The Commission is proposing to establish a public-private partnership in the form of a "special purpose vehicle". This mechanism would enable public and private funding to be combined, while ensuring that public donors can set out policy objectives, the EU executive argues.
Focus on China
The Commission explained that it was targeting China for clean coal technology development due to the country's heavy reliance on coal and the advanced stage of existing cooperation.
The Commission argues that there is an urgent need for technologies like CCS in China, which gets 70% of its energy from coal. In 2007 alone, China built the equivalent of one 500MW coal-fired power plant every two-and-a-half days, according to the International Energy Agency (IEA).
Moreover, the EU and China made a political commitment back in 2005 to develop and demonstrate near-zero emissions coal technology in both regions by 2020.
Cooperation is set to enter a second phase next year, moving from initial research to determining the site's location and the combustion and capture technologies to be used, as well as the transport and storage concepts. For the next two years, the Commission plans to develop a financing model in consultation with the European Investment Bank (IEB) in order to have the plant up and running well before the 2020 deadline.
CCS in the global climate agreement
The EU intends to push CCS in international negotiations due to culminate in December with the adoption of a global climate treaty.
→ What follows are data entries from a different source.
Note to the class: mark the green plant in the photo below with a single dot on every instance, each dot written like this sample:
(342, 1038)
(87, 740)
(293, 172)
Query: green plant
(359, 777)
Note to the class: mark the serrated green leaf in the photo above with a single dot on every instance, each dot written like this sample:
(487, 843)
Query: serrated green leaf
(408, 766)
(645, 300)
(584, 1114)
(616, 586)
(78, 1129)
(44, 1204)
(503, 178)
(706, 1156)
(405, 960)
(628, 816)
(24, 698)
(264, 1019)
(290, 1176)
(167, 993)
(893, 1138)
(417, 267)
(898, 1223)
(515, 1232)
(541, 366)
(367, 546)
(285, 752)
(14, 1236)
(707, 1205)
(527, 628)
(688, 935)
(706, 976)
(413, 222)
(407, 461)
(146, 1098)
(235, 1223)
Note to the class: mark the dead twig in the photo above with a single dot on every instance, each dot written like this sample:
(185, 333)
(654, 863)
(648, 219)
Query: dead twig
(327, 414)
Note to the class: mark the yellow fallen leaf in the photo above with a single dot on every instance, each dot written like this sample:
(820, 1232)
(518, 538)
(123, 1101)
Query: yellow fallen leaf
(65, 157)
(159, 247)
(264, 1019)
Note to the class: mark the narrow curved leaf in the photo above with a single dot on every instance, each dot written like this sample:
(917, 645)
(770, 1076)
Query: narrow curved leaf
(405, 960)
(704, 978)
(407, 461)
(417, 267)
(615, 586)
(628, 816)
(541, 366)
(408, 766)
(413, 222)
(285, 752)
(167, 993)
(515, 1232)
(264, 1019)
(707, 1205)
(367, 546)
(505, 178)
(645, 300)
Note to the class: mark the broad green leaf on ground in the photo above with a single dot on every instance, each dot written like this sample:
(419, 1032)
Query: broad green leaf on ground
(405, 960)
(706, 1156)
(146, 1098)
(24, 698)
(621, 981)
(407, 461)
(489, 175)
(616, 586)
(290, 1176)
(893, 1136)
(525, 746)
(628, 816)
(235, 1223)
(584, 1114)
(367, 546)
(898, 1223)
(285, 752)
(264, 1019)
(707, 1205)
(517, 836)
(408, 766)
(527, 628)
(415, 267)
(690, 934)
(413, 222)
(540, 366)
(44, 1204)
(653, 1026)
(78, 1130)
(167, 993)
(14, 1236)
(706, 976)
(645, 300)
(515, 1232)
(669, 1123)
It wants to see the technology eligible for financing both during the remainder of the Kyoto Protocol, which expires in 2012, and beyond that date under the new regime.
The Commission paper suggests putting in place a sectoral mechanism as an alternative to the UN Clean Development Mechanism (CDM), which provides carbon credits for companies undertaking emission-reduction projects abroad.
The scheme would only generate credits once the sector performs better than an agreed benchmark, giving companies an incentive to go the extra mile to finance CCS, the Commission believes.
The EU executive sees the CCS demonstration project in China as a model for other technology collaboration between industrialised and developing countries in the framework of a post-2012 climate change agreement.
However, environmentalists in particular have raised the alarm over funding clean coal, saying it could jeopardise sustainable development in emerging economies in the longer term.
"We believe that instead of supporting China further in the development of real solutions, which would be renewables and efficiency, the Commission is now putting EU taxpayers' money into technologies that promote the further use of coal, which is not only the most polluting energy source, but is also conserving the outdated energy model," said Frauke Thies, Greenpeace's renewables policy campaigner.
She argued that the EU would have a hard time convincing the Chinese government to take up CCS on a large scale because it is difficult to control and comes with a high price tag and efficiency losses.
"It seems a more reasonable and convincing strategy to support China's investment in renewables, most of which are already cheaper than CCS," Thies stated.